Le lundi 29 novembre, ils se sont
assemblés dans le but d'interdire de nouveau
les sacremens inventés par les hommes ;
ce qu'entendant l'un d'entr'eux, Louis Dufoux,
s'est retiré, disant ne s'y vouloir pas
rencontrer. Alors, selon la volonté des
Deux-Cents, on a fait entrer tous les prêtres
de cette ville. J'ai remarqué parmi eux
Rollet Dupan (De Pane), Ami Boucha (Bochuti), qui
tient l'école vis-à-vis des
Cordeliers, CI. Blanc (Albi), Maniglier, qui tient
une des chapelles, Aillod le Goitreux, Thomas
Genod, qui tient la chapelle de Ste-Catherine en
St-Pierre, CI. Dunan (de Nanto), Jean Couland,
Servand dit Bochin, le pédagogue, Messire
Jn. Hugonier, George Desplands (de Planis ), qui
gouverne l'horloge de St-Pierre; ils étaient
peut-être vingt ou trente autres encore, que
je ne puis ici nommer
(***).
Messieurs les ont simplement
interrogés s'ils veulent ou non tenir la
messe et autres semblables choses inventées
par les hommes.
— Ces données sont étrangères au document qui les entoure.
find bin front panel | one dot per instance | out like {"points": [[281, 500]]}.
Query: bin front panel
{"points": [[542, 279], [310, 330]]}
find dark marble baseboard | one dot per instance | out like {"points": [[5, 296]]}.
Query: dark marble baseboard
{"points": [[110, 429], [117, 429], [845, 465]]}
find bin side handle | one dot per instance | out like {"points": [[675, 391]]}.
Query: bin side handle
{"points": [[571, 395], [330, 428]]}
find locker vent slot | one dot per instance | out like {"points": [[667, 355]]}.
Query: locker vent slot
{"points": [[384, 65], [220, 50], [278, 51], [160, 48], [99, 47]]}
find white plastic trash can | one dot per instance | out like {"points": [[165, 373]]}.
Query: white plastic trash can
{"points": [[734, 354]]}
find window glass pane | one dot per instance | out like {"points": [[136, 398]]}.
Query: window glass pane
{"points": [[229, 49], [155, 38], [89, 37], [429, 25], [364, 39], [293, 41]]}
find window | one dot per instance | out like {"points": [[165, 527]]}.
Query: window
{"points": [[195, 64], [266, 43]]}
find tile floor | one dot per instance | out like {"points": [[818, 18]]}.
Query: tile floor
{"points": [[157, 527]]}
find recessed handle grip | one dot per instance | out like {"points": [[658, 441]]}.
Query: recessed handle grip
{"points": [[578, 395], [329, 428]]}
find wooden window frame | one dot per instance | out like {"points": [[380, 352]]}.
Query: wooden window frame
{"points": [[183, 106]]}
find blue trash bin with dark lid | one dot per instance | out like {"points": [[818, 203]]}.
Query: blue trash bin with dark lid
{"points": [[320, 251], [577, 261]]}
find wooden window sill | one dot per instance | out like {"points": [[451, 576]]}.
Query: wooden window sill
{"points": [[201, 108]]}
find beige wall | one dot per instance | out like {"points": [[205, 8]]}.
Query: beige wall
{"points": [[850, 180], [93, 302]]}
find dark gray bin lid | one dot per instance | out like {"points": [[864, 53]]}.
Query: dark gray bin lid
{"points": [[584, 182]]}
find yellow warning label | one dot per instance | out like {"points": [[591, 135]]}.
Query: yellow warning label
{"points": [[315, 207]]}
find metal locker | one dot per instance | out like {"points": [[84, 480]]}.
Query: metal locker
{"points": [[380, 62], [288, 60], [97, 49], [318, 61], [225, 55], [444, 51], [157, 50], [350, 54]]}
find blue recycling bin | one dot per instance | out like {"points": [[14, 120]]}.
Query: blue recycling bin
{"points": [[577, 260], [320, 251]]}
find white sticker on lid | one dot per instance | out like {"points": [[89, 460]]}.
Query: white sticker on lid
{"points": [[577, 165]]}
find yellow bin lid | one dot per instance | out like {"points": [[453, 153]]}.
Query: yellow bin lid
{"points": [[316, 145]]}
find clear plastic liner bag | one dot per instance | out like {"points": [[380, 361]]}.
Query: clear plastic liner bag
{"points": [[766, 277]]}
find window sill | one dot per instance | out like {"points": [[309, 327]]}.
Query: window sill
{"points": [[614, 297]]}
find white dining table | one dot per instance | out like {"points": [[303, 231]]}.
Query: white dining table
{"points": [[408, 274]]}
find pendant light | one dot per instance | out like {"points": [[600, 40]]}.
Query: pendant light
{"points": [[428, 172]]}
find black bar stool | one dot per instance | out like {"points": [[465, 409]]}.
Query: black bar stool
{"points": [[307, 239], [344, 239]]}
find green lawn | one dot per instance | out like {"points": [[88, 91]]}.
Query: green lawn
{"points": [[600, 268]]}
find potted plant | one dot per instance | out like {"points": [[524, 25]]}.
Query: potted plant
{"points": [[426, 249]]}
Ils les ont invités, s'ils
veulent garder ces choses, à les
défendre, ou s'ils ne s'en jugent pas
capables, à faire venir des
théologiens étrangers, de ceux qu'ils
jugeront les plus propres à soutenir leur
religion. - Rollet Dupan a répondu pour
tous : « Nous n'avons jamais eu la
témérité de croire que nous
puissions réformer ce qui a
été enseigné par nos
prédécesseurs et décidé
par l'Eglise ; et pour faire ce qu'on nous
demande, nous n'avons ni la suffisance, ni le
savoir. » - « Eh bien, ont dit
Messieurs, vous ne direz plus de messe dès
à présent, ni n'administrerez aucun
sacrement des hommes ; encore moins
continuerez-vous de séduire le peuple ;
mais vous irez au sermon des prédicateurs
entendre comme il faut vivre. » -
« Pour ceci, ont dit les prêtres,
nous ne le pouvons, plutôt sortir de la
ville. »
Le dimanche 5 décembre, la
chose a été
déférée en Deux-Cents.
« Quoi donc, s'est-on
écrié, leur demande-t-on chose qui ne
soit raisonnable ! N'est-il pas convenable
qu'ils commencent par s'instruire eux-mêmes,
eux qui sont appelés à enseigner les
autres ? Faisons donc le commandement
exprès à tous les prêtres qui
sont dans la ville, d'aller ouïr
l'Évangile en l'un des prêches, lequel
ils voudront ; ils entendront les
prédicateurs enseigner une saine doctrine,
puis ils nous feront savoir et nous diront tout
haut ce qu'ils en pensent, afin que tous nous
puissions suivre la plus saine doctrine de Dieu.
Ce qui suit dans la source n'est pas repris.